Round Table won the Bluegrass Stakes in 1957 before finishing third in the Kentucky Derby. Later that spring at Hollywood Park, Round Table won the Will Rogers Stakes and began an amazing run of 24 wins in 26 races.

Round Table won many of the most prestigious stakes events from coast to coast, over both main tracks and turf courses. Known as “The Little Machine,” the 950-pound bay horse more than paid for his purchase price. He retired having won 43 of 66 races, 31 of them stakes events. He had eight more seconds and five thirds. Round Table didn’t just win his races, he managed to shatter records more often than not. During the final three years of his career, he set or equaled track or course records at nine different venues in the United States with three of those marks setting new American records. He also managed to win at distances from as short as four furlongs to as long as 1-5/8 miles!

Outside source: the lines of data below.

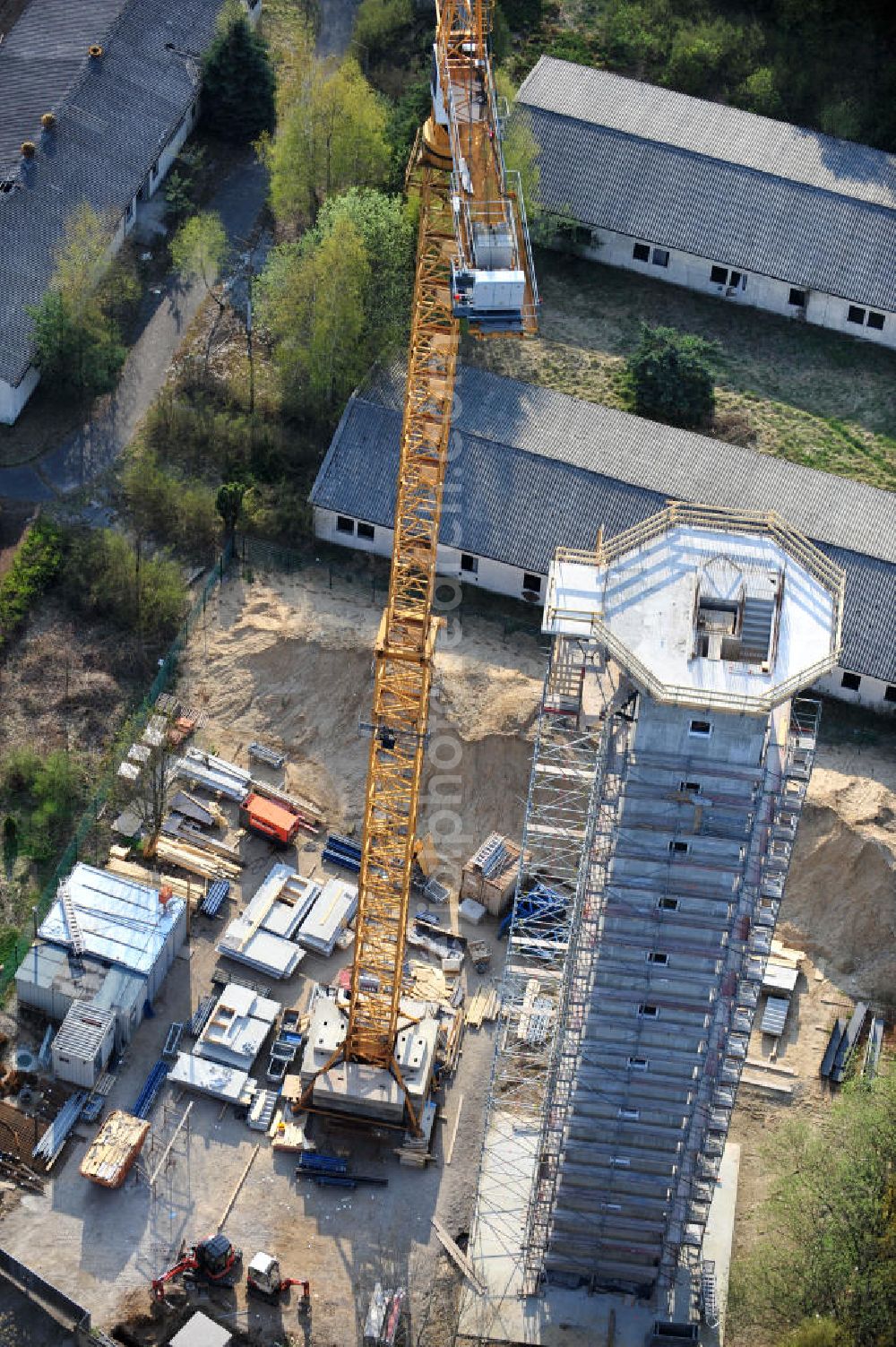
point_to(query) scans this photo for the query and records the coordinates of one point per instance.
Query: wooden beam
(236, 1191)
(457, 1256)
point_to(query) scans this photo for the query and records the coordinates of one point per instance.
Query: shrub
(671, 377)
(37, 565)
(108, 577)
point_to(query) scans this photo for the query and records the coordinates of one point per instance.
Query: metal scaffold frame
(539, 970)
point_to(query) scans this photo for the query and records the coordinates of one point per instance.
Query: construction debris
(489, 876)
(115, 1149)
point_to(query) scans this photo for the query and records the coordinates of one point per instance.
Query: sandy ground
(288, 661)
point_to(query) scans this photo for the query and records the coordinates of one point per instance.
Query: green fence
(163, 680)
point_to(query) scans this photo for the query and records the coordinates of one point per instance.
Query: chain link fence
(131, 730)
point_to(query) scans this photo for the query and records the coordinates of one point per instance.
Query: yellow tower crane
(473, 262)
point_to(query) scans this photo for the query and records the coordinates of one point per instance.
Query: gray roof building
(532, 469)
(716, 182)
(114, 117)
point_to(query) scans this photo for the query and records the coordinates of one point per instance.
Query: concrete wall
(759, 291)
(13, 398)
(872, 691)
(502, 578)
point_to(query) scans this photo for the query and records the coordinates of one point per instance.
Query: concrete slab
(558, 1317)
(719, 1231)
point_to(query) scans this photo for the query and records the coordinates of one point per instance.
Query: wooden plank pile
(115, 1149)
(194, 859)
(486, 1005)
(185, 889)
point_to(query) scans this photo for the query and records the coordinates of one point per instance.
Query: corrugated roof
(716, 182)
(711, 128)
(532, 471)
(117, 114)
(119, 920)
(40, 59)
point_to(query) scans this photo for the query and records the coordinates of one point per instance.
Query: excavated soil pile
(290, 661)
(840, 904)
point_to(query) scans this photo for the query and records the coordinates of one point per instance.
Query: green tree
(829, 1227)
(671, 376)
(331, 136)
(387, 230)
(521, 150)
(313, 303)
(379, 23)
(237, 80)
(228, 503)
(340, 299)
(78, 347)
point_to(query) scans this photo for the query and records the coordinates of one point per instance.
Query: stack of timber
(114, 1149)
(484, 1005)
(415, 1151)
(195, 859)
(451, 1040)
(185, 889)
(489, 876)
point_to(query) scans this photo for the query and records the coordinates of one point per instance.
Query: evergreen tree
(237, 81)
(671, 377)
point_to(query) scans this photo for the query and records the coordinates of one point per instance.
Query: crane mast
(473, 262)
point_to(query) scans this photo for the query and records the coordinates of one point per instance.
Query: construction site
(441, 991)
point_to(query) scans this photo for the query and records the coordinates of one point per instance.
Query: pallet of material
(494, 888)
(484, 1005)
(114, 1149)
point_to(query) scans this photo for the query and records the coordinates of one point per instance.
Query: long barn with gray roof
(532, 469)
(719, 200)
(119, 120)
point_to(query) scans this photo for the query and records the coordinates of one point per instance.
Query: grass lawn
(783, 387)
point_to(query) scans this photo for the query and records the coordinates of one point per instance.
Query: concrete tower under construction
(670, 769)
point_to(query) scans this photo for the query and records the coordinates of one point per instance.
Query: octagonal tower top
(705, 607)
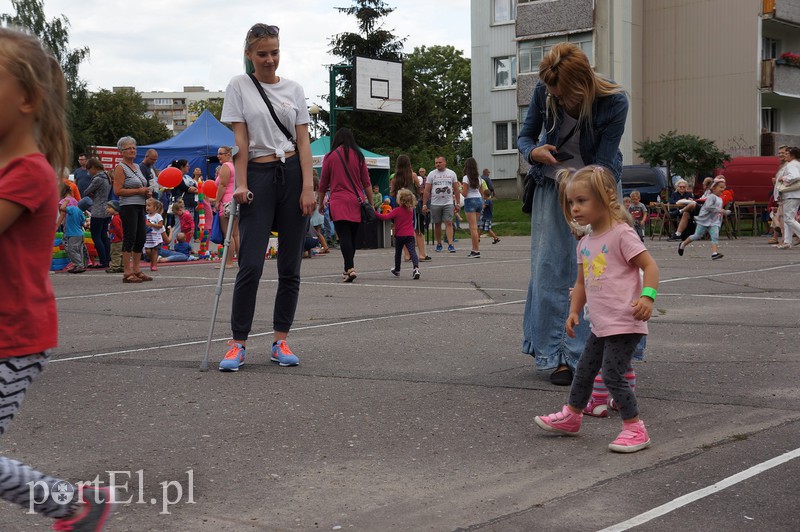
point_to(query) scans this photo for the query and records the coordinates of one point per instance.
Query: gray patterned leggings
(613, 354)
(17, 480)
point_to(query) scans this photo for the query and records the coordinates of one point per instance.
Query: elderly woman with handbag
(788, 186)
(344, 173)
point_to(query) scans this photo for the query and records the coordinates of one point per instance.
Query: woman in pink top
(226, 184)
(344, 173)
(403, 216)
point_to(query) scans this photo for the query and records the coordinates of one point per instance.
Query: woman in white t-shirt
(471, 190)
(274, 189)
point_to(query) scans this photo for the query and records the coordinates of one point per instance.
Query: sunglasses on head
(262, 30)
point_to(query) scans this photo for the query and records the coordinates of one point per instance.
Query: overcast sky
(167, 44)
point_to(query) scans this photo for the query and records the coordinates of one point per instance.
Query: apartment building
(172, 108)
(711, 68)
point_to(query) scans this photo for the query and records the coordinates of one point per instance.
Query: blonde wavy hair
(602, 185)
(42, 80)
(566, 67)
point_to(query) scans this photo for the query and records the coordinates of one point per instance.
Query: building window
(770, 119)
(505, 134)
(505, 71)
(531, 52)
(770, 48)
(505, 10)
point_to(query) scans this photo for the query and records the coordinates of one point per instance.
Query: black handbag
(280, 125)
(367, 211)
(529, 185)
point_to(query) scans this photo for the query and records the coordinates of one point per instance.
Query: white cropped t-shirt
(243, 103)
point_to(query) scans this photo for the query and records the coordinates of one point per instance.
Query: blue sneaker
(234, 358)
(281, 354)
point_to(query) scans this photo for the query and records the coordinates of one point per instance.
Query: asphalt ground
(413, 406)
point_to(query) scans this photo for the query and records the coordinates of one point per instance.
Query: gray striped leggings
(18, 482)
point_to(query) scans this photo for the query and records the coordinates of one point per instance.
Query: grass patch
(507, 220)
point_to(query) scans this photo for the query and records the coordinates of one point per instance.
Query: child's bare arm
(576, 304)
(643, 307)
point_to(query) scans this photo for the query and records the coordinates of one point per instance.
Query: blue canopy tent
(198, 144)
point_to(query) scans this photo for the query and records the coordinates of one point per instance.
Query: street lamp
(314, 112)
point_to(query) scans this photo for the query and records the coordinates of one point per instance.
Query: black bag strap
(272, 109)
(569, 136)
(346, 171)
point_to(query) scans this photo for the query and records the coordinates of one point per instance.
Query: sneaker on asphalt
(596, 409)
(93, 510)
(632, 438)
(281, 354)
(565, 422)
(234, 358)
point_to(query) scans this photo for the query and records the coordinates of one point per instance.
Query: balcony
(539, 18)
(780, 79)
(787, 11)
(770, 142)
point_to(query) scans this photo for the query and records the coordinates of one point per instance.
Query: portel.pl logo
(63, 492)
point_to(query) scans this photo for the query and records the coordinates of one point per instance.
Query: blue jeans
(554, 269)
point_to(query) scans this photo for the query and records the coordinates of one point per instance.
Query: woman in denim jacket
(580, 117)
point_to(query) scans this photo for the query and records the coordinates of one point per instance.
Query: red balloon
(170, 177)
(210, 189)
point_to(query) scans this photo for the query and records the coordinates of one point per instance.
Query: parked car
(648, 180)
(750, 178)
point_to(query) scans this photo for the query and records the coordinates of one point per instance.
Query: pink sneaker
(596, 408)
(632, 438)
(565, 422)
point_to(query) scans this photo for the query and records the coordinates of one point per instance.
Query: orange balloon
(170, 177)
(210, 189)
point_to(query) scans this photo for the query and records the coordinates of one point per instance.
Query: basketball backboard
(378, 85)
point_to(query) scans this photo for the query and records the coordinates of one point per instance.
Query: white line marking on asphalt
(294, 329)
(726, 274)
(702, 493)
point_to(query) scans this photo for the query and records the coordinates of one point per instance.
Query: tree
(684, 155)
(112, 115)
(436, 92)
(442, 75)
(213, 105)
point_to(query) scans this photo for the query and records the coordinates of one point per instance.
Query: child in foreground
(155, 229)
(34, 99)
(611, 256)
(403, 216)
(709, 220)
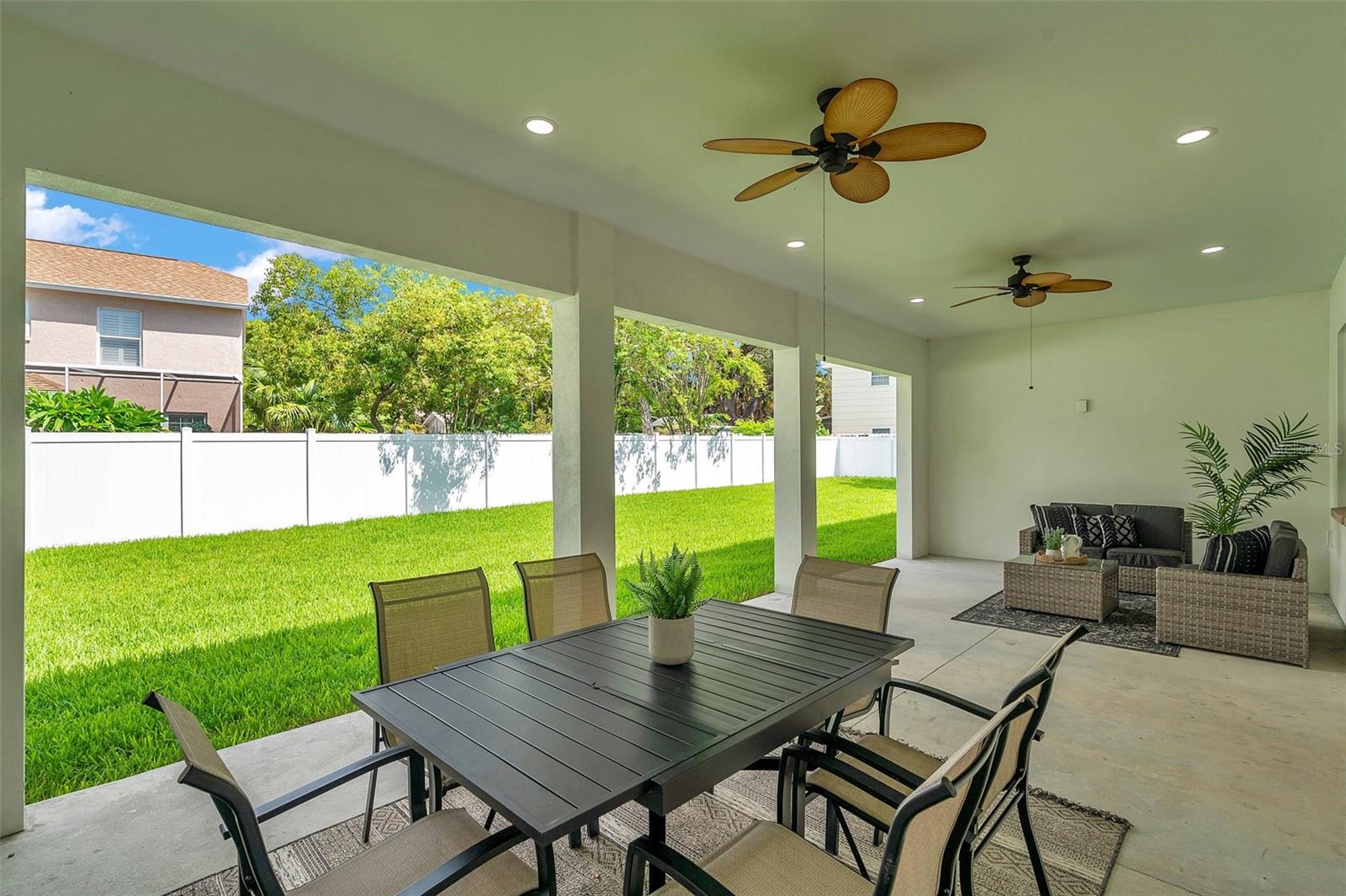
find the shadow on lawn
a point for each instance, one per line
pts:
(87, 725)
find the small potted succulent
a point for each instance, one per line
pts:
(668, 590)
(1052, 541)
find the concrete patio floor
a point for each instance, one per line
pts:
(1231, 770)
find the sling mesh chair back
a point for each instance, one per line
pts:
(560, 595)
(423, 623)
(444, 852)
(774, 859)
(848, 594)
(564, 594)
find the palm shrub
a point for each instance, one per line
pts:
(670, 587)
(87, 411)
(1280, 456)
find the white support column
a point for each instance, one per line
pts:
(186, 501)
(583, 489)
(912, 469)
(796, 448)
(11, 490)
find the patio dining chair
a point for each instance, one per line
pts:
(902, 767)
(564, 594)
(443, 852)
(848, 594)
(771, 859)
(424, 623)
(560, 595)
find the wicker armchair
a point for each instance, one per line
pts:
(424, 623)
(771, 859)
(1264, 617)
(1009, 783)
(1139, 581)
(443, 852)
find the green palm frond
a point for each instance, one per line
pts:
(670, 587)
(1280, 458)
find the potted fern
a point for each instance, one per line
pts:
(1280, 456)
(668, 590)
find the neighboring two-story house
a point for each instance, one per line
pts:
(162, 332)
(863, 402)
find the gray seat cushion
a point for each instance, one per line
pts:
(1147, 557)
(1085, 510)
(1155, 527)
(1285, 547)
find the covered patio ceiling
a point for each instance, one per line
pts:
(1081, 101)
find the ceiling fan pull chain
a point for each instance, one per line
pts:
(824, 272)
(1030, 348)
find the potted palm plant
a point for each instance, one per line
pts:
(668, 590)
(1280, 456)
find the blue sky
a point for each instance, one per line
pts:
(64, 217)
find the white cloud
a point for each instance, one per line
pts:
(66, 224)
(253, 269)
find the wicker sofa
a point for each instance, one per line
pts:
(1163, 532)
(1264, 617)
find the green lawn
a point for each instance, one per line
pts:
(262, 631)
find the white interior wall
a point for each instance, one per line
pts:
(183, 147)
(1336, 435)
(998, 447)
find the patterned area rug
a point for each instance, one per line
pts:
(1078, 844)
(1131, 626)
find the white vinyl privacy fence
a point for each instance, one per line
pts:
(103, 487)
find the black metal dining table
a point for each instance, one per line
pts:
(556, 732)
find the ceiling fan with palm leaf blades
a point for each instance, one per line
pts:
(1031, 289)
(847, 147)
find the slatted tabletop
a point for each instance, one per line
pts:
(556, 732)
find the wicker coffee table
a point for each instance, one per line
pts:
(1088, 591)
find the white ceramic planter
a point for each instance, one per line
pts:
(672, 640)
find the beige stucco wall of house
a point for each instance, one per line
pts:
(859, 406)
(175, 337)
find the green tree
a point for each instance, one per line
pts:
(87, 411)
(676, 381)
(389, 345)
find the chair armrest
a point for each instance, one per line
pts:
(1208, 579)
(672, 862)
(809, 759)
(930, 691)
(330, 781)
(466, 862)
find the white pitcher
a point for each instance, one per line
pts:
(1070, 545)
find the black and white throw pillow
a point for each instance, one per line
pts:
(1090, 529)
(1047, 517)
(1243, 552)
(1119, 532)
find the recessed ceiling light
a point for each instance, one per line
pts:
(1195, 136)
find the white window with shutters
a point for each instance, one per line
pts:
(119, 337)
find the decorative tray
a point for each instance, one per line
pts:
(1069, 561)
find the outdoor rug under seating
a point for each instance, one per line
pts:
(1078, 844)
(1131, 626)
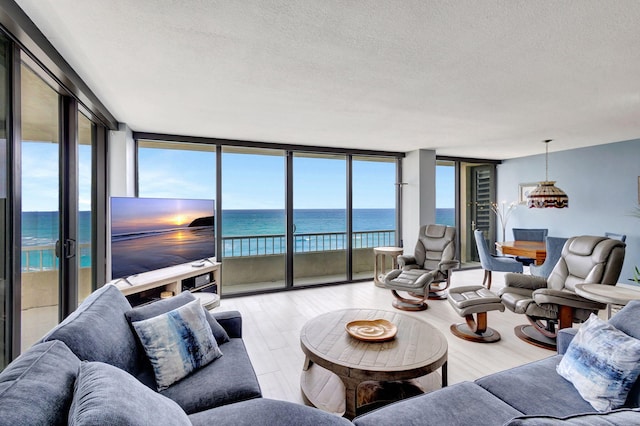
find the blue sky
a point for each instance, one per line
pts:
(257, 181)
(249, 181)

Round Table’s total earnings reached $1,749,869, an astounding figure considering it was late 1950s purse money. Similar success in modern racing would catapult the figure much higher, possibly towards the $10 million-mark.

Round Table was voted Horse of the Year in 1958, as well as the Champion Older Horse in both 1958 & 1959. He was also voted the Champion Grass Horse for three successive years: 1957-1959.

After his racing career, Round Table returned to where he was born, standing stud at Claiborne Farm in Lexington, Kentucky where he became a very popular and prolific stallion, literally saving the historic farm in the process. He was the leading North American stallion in 1972 with his offspring winning major races beyond the United States. Round Table sired English and Irish Champion Apalachee and Canadian Horse of the Year He’s A Smoothie. Queen Elizabeth II even made a special point of visiting Round Table during her tour of Kentucky in 1984.

Round Table is ranked 17th of the Top 100 Racehorses of the 20th Century and was inducted into the National Museum of Racing Hall of Fame in 1972.

Round Table’s connection to Oklahoma is the story of an investment spun from black gold that proved to be good as gold.